Ce désordre se traduit notamment par l’attribution de permis temporaires d’exploitation permettant à des compagnies bénéficiant de connexions politiques d’opérer sans satisfaire à l’ensemble des exigences techniques et légales nécessaires, poursuit la source.

Le 22 mai 2026, à l’inauguration officielle de ZED Airlines SA, James Monazard Ministre du Tourisme et du Ministère du Commerce et de l’Industrie , troisième à gauche et Patrick Pélissier Ministre de la Justice cinquième à gauche.
ZED Airlines opère en Haïti sous une licence commerciale « temporaire », signée par le directeur Hantz Célestin, dont la date de validité arrive à échéance en mai 2026, selon un document technique obtenu par AyiboPost. Il n’est pas clair si cette licence temporaire a été renouvelée.
AyiboPost a contacté ZED Airlines et l’OFNAC dans le cadre de cette enquête.
L’OFNAC n’a pas réagi et ZED Airlines a accusé réception de notre correspondance.
Dans une note publiée hier, ZED Airlines a annoncé la suspension de ses vols vers Montréal et au départ de cette ville, ainsi que de ses vols vers et au départ de New York, « jusqu’à nouvel ordre ». La note ne précise pas les raisons de cette suspension et l’OFNAC n’a publié aucun communiqué à ce sujet.
ZED Airlines opère en Haïti sous une licence commerciale « temporaire », signée par le directeur Hantz Célestin, dont la date de validité arrive à échéance en mai 2026, selon un document technique obtenu par AyiboPost. Il n’est pas clair si cette licence temporaire a été renouvelée.
Selon les normes en vigueur, un transporteur aérien étranger doit obtenir les autorisations nécessaires à la fois auprès de son pays d’origine et du pays de destination, incluant des certificats d’exploitation ainsi que des autorisations économiques et opérationnelles.
ZED Airlines n’a non seulement pas satisfait à ces exigences pour le Canada, mais la compagnie commercialisait également des billets pour un vol qui n’était pas autorisé à opérer.
Dans un courriel transmis à AyiboPost, Transport Canada, l’organisme fédéral chargé de la réglementation et de la sécurité du transport aérien, révèle que ZED Airlines ne détient pas de certificat valide d’exploitant aérien étranger exigé par la partie VII du Règlement de l’aviation canadien.
Après le rappel à l’ordre des autorités canadiennes, des clients se retrouvent dans le désarroi pour obtenir un remboursement. L’OFNAC reste silencieux sur le sujet.
Un client, ayant acheté son billet Montréal–Cap-Haïtien à près de 600 dollars pour le vol du 16 juin, affirme avoir appris l’annulation via une note publiée par la compagnie sur Facebook.

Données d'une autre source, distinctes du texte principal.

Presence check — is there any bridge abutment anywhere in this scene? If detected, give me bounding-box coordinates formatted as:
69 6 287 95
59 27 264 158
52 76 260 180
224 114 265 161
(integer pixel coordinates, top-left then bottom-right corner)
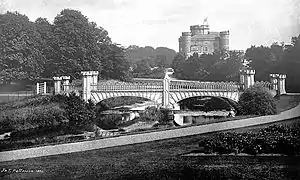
270 74 286 95
53 77 62 94
61 76 71 92
240 69 255 90
81 71 99 101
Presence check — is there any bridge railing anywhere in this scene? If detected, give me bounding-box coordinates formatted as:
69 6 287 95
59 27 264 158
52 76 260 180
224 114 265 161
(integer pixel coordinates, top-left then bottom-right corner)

Originaire des Cayes, cet homme de 40 ans souhaitait se rendre dans sa ville natale pour l’été. Il avait reçu sa confirmation le 5 juin, selon une capture d’écran du courriel de confirmation partagée avec AyiboPost.
L’homme cherche encore à se faire rembourser.

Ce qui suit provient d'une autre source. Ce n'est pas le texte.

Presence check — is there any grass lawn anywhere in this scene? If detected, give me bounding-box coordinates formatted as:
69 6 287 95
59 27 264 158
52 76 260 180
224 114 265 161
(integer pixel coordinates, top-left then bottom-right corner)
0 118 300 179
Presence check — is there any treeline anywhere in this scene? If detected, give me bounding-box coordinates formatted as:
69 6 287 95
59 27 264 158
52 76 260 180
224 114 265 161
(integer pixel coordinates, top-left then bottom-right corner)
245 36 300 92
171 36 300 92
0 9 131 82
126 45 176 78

Il explique que malgré ses tentatives répétées, il n’arrive pas à joindre le numéro du service de la compagnie à Montréal.
« J’ai essayé en vain de les contacter. Je n’ai même pas reçu de courriel concernant cette annulation », raconte-t-il à AyiboPost.
Paul David, 36 ans, accompagnait au Cap-Haïtien sa mère, censée rejoindre sa fille à Montréal.
C’est au comptoir qu’un préposé leur annonce l’annulation du vol.
« C’était décevant. J’avais pourtant voulu profiter de cette ligne directe, qui aurait été plus appropriée pour ma mère », confie l’homme, qui explique avoir acheté le billet pour 801.98 dollars américains.
Après une montée de tension sur place et en l’absence d’une réponse formelle, un responsable de la compagnie a finalement proposé au groupe de clients soit de transiter par la République dominicaine, soit d’être reprogrammés sur un autre vol le lendemain via les Îles Turques-et-Caïques, soit de demander un remboursement.
De son côté, Paul dit avoir opté pour l’option avec escale.
Il a dû payer lui-même une nuit d’hôtel supplémentaire pour lui et sa mère au Cap-Haïtien et réserver deux nuits d’hôtel pour cette dernière aux Îles Turques pour un montant de 484.08 dollars américains.